Sertifikasi ISPO Dipandang Rendah oleh Pasar Internasional, Ini Alasannya

Bisnis.com,22 Sep 2021, 14:34 WIB
Penulis: Reni Lestari
Dua orang petani meninjau perkebunan sawit milik mereka yang sudah berumur tua untuk mengikuti program 'replanting' di Desa Kota Tengah, Dolok Masihul, Serdang Bedagai, Sumatera Utara, Senin (27/11). Program replanting atau peremajaan sawit rakyat ini menjadi bukti dukungan pemerintah terhadap sektor kelapa sawit yang bertujuan untuk meningkatkan perekonomian petani sawit. ANTARA FOTO/Septianda Perdana

Bisnis.com, JAKARTA - Pemerintah dan dunia usaha terus mendorong capaian sertifikasi Indonesia Sustainable Palm Oil (ISPO) bagi semua tipe perkebunan, baik milik negara, rakyat dan swasta.

Namun demikian, harus diakui bahwa selama 10 tahun pelaksanaannya sejak 2011, pengakuan atau keberterimaan pasar internasional terhadap instrumen sertifikasi ini masih rendah.

"Keberterimaan internasional masih belum signifikan.
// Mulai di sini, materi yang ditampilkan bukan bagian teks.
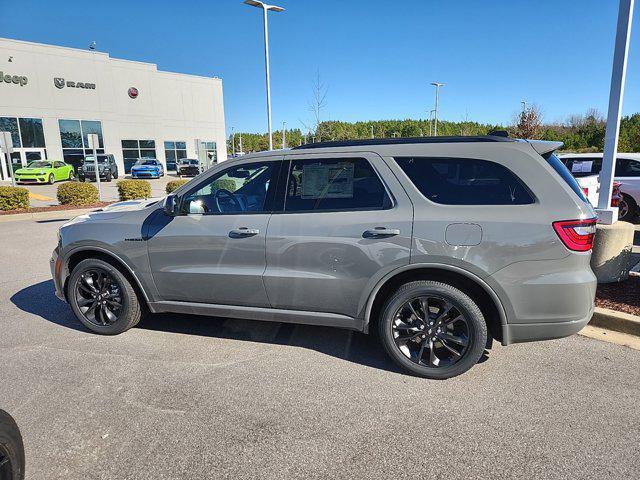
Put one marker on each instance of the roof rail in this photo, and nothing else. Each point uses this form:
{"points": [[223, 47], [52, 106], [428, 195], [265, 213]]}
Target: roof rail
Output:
{"points": [[405, 141]]}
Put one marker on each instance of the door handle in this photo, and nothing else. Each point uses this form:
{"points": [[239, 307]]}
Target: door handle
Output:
{"points": [[381, 232], [243, 232]]}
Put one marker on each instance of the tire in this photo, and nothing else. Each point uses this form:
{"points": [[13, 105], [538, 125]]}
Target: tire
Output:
{"points": [[11, 449], [130, 311], [629, 213], [463, 319]]}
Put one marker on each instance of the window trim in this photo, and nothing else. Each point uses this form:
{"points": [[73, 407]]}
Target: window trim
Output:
{"points": [[269, 199], [466, 205], [283, 191]]}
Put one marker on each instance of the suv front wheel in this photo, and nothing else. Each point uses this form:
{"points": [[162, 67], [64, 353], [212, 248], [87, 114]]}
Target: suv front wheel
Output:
{"points": [[102, 298], [432, 329]]}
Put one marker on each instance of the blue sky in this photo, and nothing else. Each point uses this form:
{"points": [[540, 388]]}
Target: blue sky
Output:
{"points": [[377, 58]]}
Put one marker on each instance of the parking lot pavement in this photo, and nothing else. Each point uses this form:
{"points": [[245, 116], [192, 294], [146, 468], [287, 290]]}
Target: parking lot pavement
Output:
{"points": [[44, 194], [188, 397]]}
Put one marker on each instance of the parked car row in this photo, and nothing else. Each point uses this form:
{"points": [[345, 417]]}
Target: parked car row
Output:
{"points": [[586, 168]]}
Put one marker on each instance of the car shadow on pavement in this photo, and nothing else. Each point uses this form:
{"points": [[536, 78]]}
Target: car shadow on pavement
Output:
{"points": [[40, 300]]}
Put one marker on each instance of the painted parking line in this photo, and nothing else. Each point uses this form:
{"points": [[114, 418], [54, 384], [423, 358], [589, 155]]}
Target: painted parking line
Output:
{"points": [[37, 196]]}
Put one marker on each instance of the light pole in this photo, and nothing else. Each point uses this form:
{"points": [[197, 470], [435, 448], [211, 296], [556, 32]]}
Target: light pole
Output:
{"points": [[284, 141], [233, 142], [265, 9], [435, 122]]}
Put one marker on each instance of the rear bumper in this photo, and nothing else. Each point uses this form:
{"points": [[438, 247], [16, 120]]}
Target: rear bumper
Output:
{"points": [[531, 332]]}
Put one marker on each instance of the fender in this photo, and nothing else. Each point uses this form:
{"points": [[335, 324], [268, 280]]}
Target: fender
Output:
{"points": [[441, 266], [109, 253]]}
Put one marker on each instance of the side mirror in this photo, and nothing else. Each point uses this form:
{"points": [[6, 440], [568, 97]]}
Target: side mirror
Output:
{"points": [[170, 205]]}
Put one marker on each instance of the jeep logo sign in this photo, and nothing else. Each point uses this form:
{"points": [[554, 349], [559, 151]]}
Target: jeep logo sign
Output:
{"points": [[17, 79], [60, 83]]}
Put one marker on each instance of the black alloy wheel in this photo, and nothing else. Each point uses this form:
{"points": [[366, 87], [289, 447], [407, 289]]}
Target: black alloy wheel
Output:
{"points": [[432, 329]]}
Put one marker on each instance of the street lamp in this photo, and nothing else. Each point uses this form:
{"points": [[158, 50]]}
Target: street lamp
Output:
{"points": [[265, 8], [435, 122]]}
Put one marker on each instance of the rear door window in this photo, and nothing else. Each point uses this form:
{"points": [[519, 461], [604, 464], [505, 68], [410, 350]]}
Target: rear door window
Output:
{"points": [[465, 181], [334, 184]]}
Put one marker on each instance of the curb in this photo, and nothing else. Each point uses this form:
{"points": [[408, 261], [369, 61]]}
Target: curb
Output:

Di [forum] global kami selalu sampaikan, kami punya ISPO baru, kalau ada yang tidak yakin, berikan kritikan kepada kami," kata Musdhalifah Machmud, Deputi Menko Perekonomian Bidang Koordinasi Pangan dan Agribisnis, dalam webinar, Rabu (22/9/2021).

Dalam kesempatan yang sama, Achmad Mangga Barani, Ketua Forum Pengembangan Perkebunan Strategi Berkelanjutan (FP2SB) mengatakan masalah utamanya adalah integrasi yang belum terjalin dari hulu hingga hilir. Pasalnya, ISPO yang saat ini diterapkan baru menyentuh sisi hulu yakni perkebunan.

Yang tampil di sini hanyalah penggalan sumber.